Rebimastat

Clinical data
- Other names: BMS-275291
- Routes of administration: By mouth

Identifiers
- IUPAC name (2S)-N-[(2S)-3,3-dimethyl-1-(methylamino)-1-oxobutan-2-yl]-4-methyl-2-[[(2S)-2-sulfanyl-4-(3,4,4-trimethyl-2,5-dioxoimidazolidin-1-yl)butanoyl]amino]pentanamide;
- CAS Number: 259188-38-0;
- PubChem CID: 9913881;
- DrugBank: DB06573;
- ChemSpider: 8089530;
- UNII: 1B47R6ZX4K;
- KEGG: D03800;
- ChEMBL: ChEMBL76222;
- CompTox Dashboard (EPA): DTXSID80948835 ;

Chemical and physical data
- Formula: C_{23}H_{41}N_{5}O_{5}S
- Molar mass: 499.67 g·mol^{−1}
- 3D model (JSmol): Interactive image;
- SMILES CNC(=O)[C@@H](NC(=O)[C@H](CC(C)C)NC(=O)[C@@H](S)CCN1C(=O)N(C)C(C)(C)C1=O)C(C)(C)C;
- InChI InChI=1S/C23H41N5O5S/c1-13(2)12-14(17(29)26-16(19(31)24-8)22(3,4)5)25-18(30)15(34)10-11-28-20(32)23(6,7)27(9)21(28)33/h13-16,34H,10-12H2,1-9H3,(H,24,31)(H,25,30)(H,26,29)/t14-,15-,16+/m0/s1; Key:GTXSRFUZSLTDFX-HRCADAONSA-N;

= Rebimastat =

Investigational antineoplastic drug

Rebimastat is an abandoned investigational antineoplastic drug developed as a broad-spectrum matrix metalloproteinase inhibitor (MMPI). It was designed to target enzymes implicated in cancer progression, aiming to reduce tumor growth and metastasis. Although promising in preclinical studies, clinical development was halted due to adverse effects.

==Pharmacology==
Rebimastat is a second-generation, sulfhydryl-based MMPI that binds to the catalytic zinc ion within the active site of several matrix metalloproteinases (MMPs), including MMP-1, MMP-2, MMP-7, MMP-9, and MMP-14. MMPs are zinc-dependent endopeptidases that play a crucial role in the degradation of the extracellular matrix (ECM). This ECM remodeling is essential for various physiological processes, but in cancer, it facilitates angiogenesis (formation of new blood vessels), tumor invasion, and metastasis (spread of cancer cells to distant sites). By inhibiting these MMPs, rebimastat aimed to disrupt these processes, potentially limiting tumor growth and spread by reducing blood supply and hindering tumor cell proliferation.
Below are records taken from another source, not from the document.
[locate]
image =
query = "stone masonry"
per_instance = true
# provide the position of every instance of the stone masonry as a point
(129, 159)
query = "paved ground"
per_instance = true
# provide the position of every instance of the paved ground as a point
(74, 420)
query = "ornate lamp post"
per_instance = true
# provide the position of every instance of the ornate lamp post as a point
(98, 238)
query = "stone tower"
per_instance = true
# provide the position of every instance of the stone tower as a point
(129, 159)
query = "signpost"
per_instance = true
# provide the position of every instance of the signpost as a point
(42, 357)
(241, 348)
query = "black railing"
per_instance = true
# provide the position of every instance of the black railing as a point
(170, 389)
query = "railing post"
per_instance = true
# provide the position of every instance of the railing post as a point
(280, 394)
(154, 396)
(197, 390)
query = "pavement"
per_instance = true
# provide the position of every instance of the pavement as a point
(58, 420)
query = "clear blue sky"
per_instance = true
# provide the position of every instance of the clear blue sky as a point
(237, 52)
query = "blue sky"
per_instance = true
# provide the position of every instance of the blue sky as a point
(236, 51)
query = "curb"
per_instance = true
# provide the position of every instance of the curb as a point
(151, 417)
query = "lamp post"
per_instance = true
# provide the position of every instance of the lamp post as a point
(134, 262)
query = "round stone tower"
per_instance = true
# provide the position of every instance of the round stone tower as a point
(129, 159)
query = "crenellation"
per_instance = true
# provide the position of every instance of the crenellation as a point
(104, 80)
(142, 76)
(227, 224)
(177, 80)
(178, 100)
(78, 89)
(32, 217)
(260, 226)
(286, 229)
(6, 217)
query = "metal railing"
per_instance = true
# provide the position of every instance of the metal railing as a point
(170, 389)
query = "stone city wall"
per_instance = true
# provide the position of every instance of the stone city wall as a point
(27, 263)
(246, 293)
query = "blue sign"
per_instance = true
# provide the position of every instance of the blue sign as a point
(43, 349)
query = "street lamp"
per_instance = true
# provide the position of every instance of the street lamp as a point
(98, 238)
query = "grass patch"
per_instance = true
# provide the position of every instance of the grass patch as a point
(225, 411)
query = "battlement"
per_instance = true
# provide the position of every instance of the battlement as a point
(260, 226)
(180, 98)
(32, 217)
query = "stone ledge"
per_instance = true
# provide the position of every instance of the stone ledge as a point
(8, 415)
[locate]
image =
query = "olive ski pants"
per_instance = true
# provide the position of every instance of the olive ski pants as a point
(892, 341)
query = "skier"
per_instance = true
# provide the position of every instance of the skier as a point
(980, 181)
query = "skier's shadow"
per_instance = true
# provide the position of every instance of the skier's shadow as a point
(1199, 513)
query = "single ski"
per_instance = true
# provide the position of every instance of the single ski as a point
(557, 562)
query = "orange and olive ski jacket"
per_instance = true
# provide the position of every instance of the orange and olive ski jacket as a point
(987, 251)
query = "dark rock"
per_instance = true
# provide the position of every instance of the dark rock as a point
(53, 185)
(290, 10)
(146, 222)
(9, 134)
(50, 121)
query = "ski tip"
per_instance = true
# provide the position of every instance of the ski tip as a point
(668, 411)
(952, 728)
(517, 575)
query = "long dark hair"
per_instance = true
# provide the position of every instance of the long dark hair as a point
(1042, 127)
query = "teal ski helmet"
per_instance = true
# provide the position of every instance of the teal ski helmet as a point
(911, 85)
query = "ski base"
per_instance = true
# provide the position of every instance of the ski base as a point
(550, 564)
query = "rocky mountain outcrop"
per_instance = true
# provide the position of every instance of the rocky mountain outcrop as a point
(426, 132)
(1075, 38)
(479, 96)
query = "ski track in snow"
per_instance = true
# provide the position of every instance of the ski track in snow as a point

As one of the earlier non-hydroxamate MMPIs, rebimastat incorporates a thiol zinc-binding group. This design aimed to achieve broad-spectrum MMP inhibition while minimizing inhibition of sheddases (also known as ADAMs), metalloproteinases responsible for shedding membrane-bound proteins. This "sheddase-sparing" approach was intended to mitigate some of the side effects observed with earlier MMP inhibitors, which were thought to be related to the inhibition of these other metalloproteinases.

==History==
Rebimastat was initially developed by Chiroscience (later part of Celltech Group plc) and subsequently by Bristol-Myers Squibb. Preclinical studies demonstrated rebimastat's potential, showing dose-dependent inhibition of angiogenesis and tumor metastasis in models such as the B16-BL6 metastatic melanoma cell line and the in vivo Matrigel plug cell migration assay. It also inhibited tumor progression in other rodent tumor models.

==Clinical trials==
Clinical trials evaluated rebimastat's efficacy and safety in various cancers, including prostate cancer, HIV-related Kaposi's sarcoma, non-small cell lung cancer (NSCLC), and breast cancer. These included multiple phase II trials and at least one phase III trial.

However, clinical development was ultimately discontinued due to significant toxicity. Phase II trials in early-stage breast cancer and a phase III trial in NSCLC, where rebimastat was used as adjuvant therapy, were halted because patients experienced arthralgia (joint pain), a side effect consistent with MMP inhibitor-induced musculoskeletal toxicity. Other reported adverse effects included myalgia (muscle pain), skin rash, fatigue, nausea, headache, and taste alterations. The observed toxicity profile, coupled with a lack of significant clinical benefit, led to the termination of rebimastat's clinical development.